Question about convergence on repetitive data

Question

Question about convergence on repetitive data

mrocklin opened this issue 7 years ago · comments

This is a question for @moody-marlin and @mcg1969

I expect that many large datasets will be highly repetitive. That is that I expect a sample of the data to be decently representative of the full dataset. Given this structure, it feels inefficient for our iterative algorithms to go over the entire dataset before updating parameters.

Are there situations in which it is advantageous to cycle through different subsets of the full dataset?

As a naive (probably wrong) example perhaps we would partition the data into ten randomly selected subsets, and then perform a single round of gradient descent on each in turn to obtain a new gradient direction.

Chris White · Answer 1 · Wed Mar 01 2017 23:16:48 GMT+0800 (China Standard Time)

This is the insight that randomized algorithms like stochastic gradient descent take advantage of; so, in theory you could compute the gradient on a randomly selected chunk and use that to update the coefficients at each iteration. I'm not convinced this would work well with only 10 chunks, but we could also take random subsets of data from a given chunk to increase the randomness. I do think there is an appetite for randomized algorithms, and with the current code structure + how easy dask makes it to get a list of chunks, I think this would be fairly easy to write up a simple implementation.

Related, what are the costs of rechunking large datasets every 10-20 iterations?

Matthew Rocklin · Answer 2 · Wed Mar 01 2017 23:37:12 GMT+0800 (China Standard Time)

If you want to do a full shuffle then the answer is "somewhat expensive". If you want to split per-chunk then the answer is "pretty cheap"

We can trivially cycle through random chunks. This probably violates iid assumptions though in the common case. We can easily produce 10 1/10th size datasets by splitting each chunk into 10 and treating those splits as 10 dask.arrays. This has the cost of increasing the partition count by 10x, but that's usually ok (maybe not though if we're running into scheduling overheads (which we are)).

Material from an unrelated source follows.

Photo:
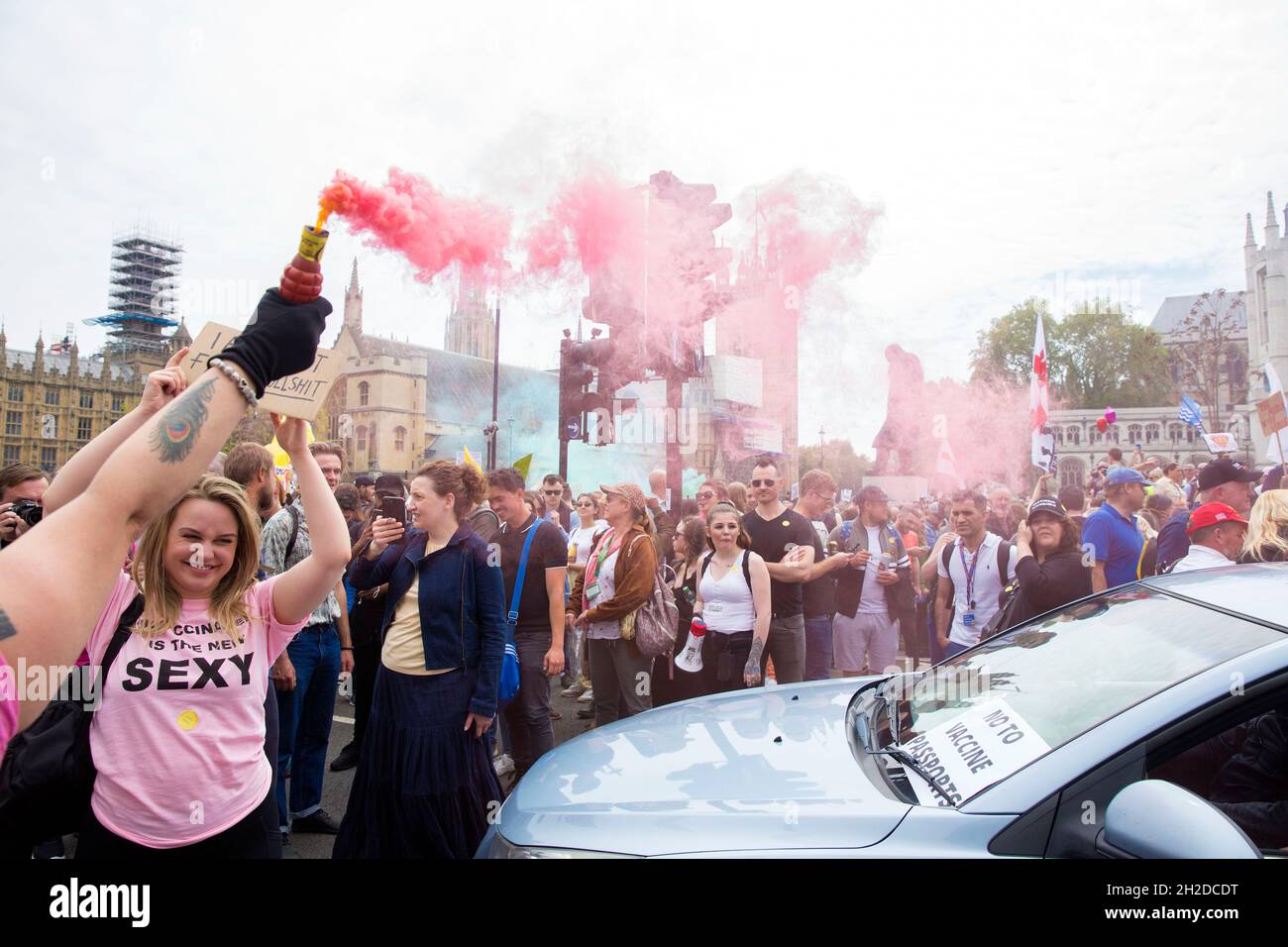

Full shuffles are fairly expensive, I might be overly pessimistic here.

Hussain Sultan · Answer 3 · Tue Mar 14 2017 10:14:03 GMT+0800 (China Standard Time)

@moody-marlin for admm, does it matter if data is sorted or randomized?

Matthew Rocklin · Answer 4 · Tue Mar 14 2017 10:23:37 GMT+0800 (China Standard Time)

I suspect that randomization matters more if you consider only batches or samples at a time.

Chris White · Answer 5 · Tue Mar 14 2017 22:17:53 GMT+0800 (China Standard Time)

@hussainsultan yea, randomization is best -- sorted is probably not a good idea (example: imagine one of the local updates tries to fit a logistic regression on data that has no observed 1 event).

Hussain Sultan · Answer 6 · Wed Mar 15 2017 01:33:42 GMT+0800 (China Standard Time)

ADMM will still converge if the data is not randomized but take a long time, is that what you meant by not a good idea?